Department of Dairy Science, University of Wisconsin-Madison, Madison, WI 53706, USA.
Anim Genet. 2012 Dec;43(6):674-82. doi: 10.1111/j.1365-2052.2012.02325.x. Epub 2012 Feb 8.
It has become increasingly clear that the mammalian genomes produce many long non-coding RNAs (lncRNAs). Accumulating evidence suggests important functions for lncRNAs in a variety of biological processes. However, little is known about lncRNA identity and characteristics in cattle. Using public bovine-specific expressed sequence tags sequences, we reconstructed transcript assemblies, from which reference sequences were obtained for RNAs. Intergenic regions with evidence of transcription were screened for putative lncRNAs using the combination of a gene-finding program and a support vector machine-based tool for the calculation of protein-coding potential. A total of 449 putative lncRNAs located in 405 intergenic regions were identified. Characterization of these putative bovine lncRNAs suggests that they are generally expressed in a tissue-specific manner, their GC contents are higher than randomly selected intergenic sequences but are lower than protein-coding genes, and they are moderately conserved among mammals. This is the first genome-wide catalogue of putative intergenic lncRNAs in cattle and provides important targets for functional studies.

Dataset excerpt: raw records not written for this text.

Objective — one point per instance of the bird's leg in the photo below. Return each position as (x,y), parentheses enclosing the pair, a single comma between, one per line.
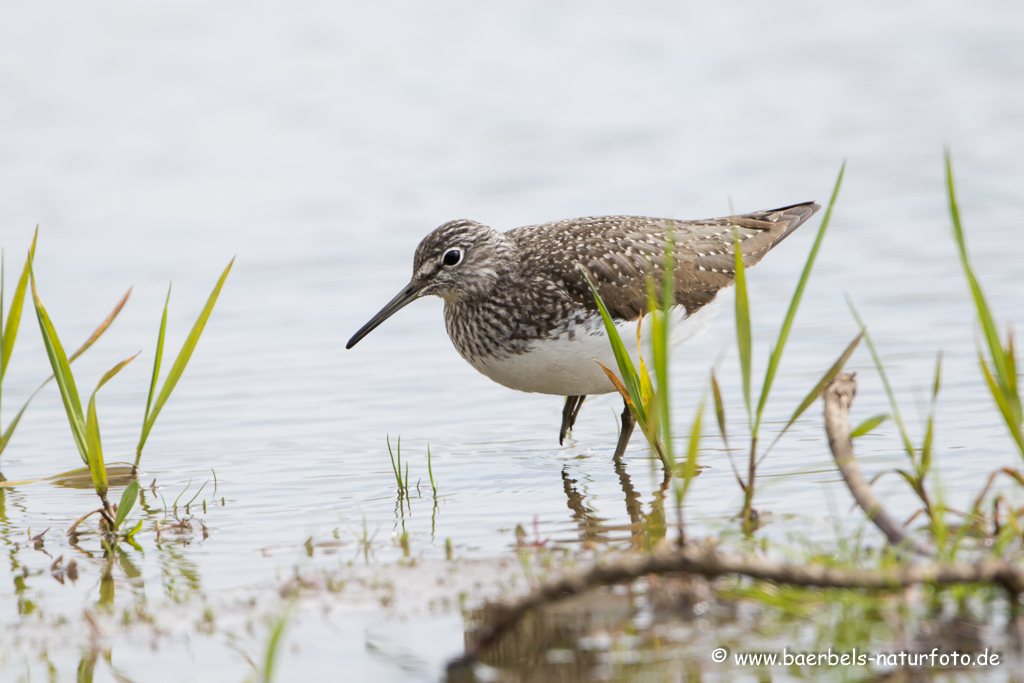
(624,435)
(569,413)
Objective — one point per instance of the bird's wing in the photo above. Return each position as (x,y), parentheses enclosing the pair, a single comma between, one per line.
(619,253)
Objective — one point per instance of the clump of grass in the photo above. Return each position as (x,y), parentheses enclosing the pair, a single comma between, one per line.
(8,331)
(85,425)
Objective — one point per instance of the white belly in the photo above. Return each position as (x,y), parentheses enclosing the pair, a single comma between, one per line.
(569,367)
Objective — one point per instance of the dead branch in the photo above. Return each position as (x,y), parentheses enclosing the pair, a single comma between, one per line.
(838,397)
(708,562)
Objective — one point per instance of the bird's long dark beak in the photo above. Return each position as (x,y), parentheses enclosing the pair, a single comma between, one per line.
(408,295)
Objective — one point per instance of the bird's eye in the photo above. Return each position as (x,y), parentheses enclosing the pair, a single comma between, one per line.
(452,257)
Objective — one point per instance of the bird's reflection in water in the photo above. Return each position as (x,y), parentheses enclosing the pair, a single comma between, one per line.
(644,528)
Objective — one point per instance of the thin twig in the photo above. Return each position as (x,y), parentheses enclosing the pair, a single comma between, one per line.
(838,397)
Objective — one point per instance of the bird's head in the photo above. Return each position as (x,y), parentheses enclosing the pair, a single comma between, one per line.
(459,261)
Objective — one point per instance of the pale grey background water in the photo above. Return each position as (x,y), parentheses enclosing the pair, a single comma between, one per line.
(320,141)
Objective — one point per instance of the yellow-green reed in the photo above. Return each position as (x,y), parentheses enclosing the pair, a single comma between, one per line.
(153,409)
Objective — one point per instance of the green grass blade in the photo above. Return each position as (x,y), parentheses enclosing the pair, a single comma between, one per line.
(981,304)
(9,332)
(1003,402)
(630,377)
(690,465)
(128,499)
(819,387)
(272,645)
(783,333)
(867,425)
(926,449)
(159,356)
(662,342)
(94,451)
(61,372)
(719,408)
(179,363)
(907,443)
(5,437)
(97,333)
(743,338)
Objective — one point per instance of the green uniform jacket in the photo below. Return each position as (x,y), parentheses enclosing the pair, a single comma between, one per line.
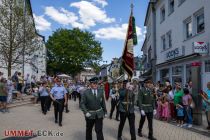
(146,100)
(126,103)
(94,105)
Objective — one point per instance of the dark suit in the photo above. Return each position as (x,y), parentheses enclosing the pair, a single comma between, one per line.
(126,108)
(95,105)
(146,102)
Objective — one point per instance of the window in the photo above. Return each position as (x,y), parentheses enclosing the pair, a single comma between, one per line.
(169,39)
(200,23)
(177,74)
(207,66)
(181,1)
(164,75)
(162,14)
(163,39)
(171,6)
(188,29)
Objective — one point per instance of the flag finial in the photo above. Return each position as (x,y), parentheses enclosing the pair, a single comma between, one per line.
(132,7)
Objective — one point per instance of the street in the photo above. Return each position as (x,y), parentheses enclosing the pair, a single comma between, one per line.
(30,118)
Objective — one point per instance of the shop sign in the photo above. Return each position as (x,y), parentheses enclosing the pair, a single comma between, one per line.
(174,53)
(196,64)
(200,47)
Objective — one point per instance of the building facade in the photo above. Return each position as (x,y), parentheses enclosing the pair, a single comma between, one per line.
(35,62)
(182,36)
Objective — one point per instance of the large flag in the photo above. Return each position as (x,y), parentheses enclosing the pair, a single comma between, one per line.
(131,40)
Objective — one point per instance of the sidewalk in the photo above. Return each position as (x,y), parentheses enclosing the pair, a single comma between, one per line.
(29,117)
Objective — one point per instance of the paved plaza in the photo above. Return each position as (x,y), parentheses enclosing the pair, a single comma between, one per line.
(29,117)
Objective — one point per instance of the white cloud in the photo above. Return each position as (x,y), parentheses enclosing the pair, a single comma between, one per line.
(91,14)
(41,23)
(118,32)
(102,2)
(61,16)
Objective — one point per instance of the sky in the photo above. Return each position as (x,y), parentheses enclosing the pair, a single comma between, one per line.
(107,19)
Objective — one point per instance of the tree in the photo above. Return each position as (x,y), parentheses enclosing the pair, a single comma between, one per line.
(14,41)
(69,51)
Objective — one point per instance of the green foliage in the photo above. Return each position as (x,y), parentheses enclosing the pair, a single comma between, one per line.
(69,51)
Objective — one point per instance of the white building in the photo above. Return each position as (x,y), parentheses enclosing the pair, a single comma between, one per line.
(35,63)
(182,36)
(86,74)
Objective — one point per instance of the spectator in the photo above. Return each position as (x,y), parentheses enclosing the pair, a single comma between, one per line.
(10,87)
(171,101)
(178,95)
(206,101)
(20,82)
(165,109)
(187,100)
(3,95)
(15,79)
(180,114)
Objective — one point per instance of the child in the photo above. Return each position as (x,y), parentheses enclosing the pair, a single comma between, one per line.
(180,114)
(165,109)
(159,108)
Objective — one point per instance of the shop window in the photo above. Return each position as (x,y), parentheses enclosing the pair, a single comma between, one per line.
(169,39)
(200,22)
(188,28)
(207,66)
(188,73)
(164,75)
(162,14)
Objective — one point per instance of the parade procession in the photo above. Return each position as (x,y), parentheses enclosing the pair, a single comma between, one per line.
(98,69)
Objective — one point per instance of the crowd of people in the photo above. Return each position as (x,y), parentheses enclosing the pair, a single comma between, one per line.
(15,86)
(163,101)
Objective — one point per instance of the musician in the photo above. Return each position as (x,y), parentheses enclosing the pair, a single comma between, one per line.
(58,95)
(94,108)
(114,94)
(146,102)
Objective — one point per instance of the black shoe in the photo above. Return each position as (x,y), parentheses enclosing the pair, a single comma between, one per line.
(151,138)
(140,134)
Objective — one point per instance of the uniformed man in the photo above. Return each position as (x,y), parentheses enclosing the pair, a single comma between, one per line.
(126,108)
(114,94)
(58,95)
(94,108)
(146,101)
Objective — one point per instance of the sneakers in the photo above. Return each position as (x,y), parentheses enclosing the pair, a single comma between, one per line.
(189,126)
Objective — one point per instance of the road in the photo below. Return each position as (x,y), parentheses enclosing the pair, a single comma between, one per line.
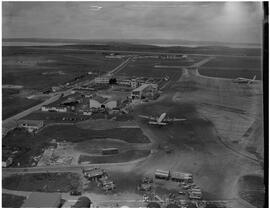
(139,52)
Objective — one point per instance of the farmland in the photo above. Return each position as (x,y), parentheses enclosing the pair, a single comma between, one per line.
(146,68)
(13,103)
(121,157)
(34,69)
(233,67)
(251,189)
(33,145)
(44,182)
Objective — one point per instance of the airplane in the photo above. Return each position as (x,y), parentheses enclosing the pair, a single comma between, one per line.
(162,120)
(241,80)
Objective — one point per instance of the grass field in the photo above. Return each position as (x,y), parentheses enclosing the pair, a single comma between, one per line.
(251,189)
(145,68)
(13,104)
(24,66)
(243,62)
(13,201)
(122,157)
(32,145)
(44,182)
(230,73)
(74,134)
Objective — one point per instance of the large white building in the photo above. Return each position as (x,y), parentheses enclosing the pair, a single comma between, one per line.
(103,79)
(31,125)
(54,109)
(144,91)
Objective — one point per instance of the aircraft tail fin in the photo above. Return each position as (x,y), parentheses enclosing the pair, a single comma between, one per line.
(252,80)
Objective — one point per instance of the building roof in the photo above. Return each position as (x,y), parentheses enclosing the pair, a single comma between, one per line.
(31,122)
(172,206)
(153,205)
(83,202)
(142,87)
(39,200)
(181,175)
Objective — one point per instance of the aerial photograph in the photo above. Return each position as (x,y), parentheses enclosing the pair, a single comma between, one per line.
(133,104)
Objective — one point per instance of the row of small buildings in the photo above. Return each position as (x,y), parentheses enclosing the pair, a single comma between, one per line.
(174,176)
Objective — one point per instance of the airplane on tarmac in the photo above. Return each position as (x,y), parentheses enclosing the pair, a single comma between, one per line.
(241,80)
(161,120)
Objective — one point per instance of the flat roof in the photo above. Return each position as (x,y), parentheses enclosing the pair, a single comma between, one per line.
(142,87)
(39,200)
(30,122)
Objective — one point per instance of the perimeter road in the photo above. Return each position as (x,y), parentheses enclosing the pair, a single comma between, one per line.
(139,52)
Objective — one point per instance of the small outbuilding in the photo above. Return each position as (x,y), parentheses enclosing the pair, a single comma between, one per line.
(83,202)
(31,125)
(162,174)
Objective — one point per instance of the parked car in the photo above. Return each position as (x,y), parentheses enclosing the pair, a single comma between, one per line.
(75,193)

越来越明显的是,哺乳动物基因组产生了许多长非编码 RNA(lncRNA)。越来越多的证据表明,lncRNA 在多种生物过程中具有重要功能。然而,关于牛的 lncRNA 身份和特征知之甚少。使用公共牛特异性表达序列标签序列,我们重建了转录物组装,从中获得了 RNA 的参考序列。使用基因发现程序和基于支持向量机的工具组合,对具有转录证据的基因间区进行筛选,以寻找推定的 lncRNA,用于计算编码蛋白的潜力。总共鉴定出 449 个位于 405 个基因间区的推定牛 lncRNA。对这些推定的牛 lncRNA 的特征分析表明,它们通常以组织特异性方式表达,其 GC 含量高于随机选择的基因间序列,但低于编码蛋白的基因,并且在哺乳动物中具有中等保守性。这是牛中第一个全基因组推定基因间 lncRNA 目录,为功能研究提供了重要目标。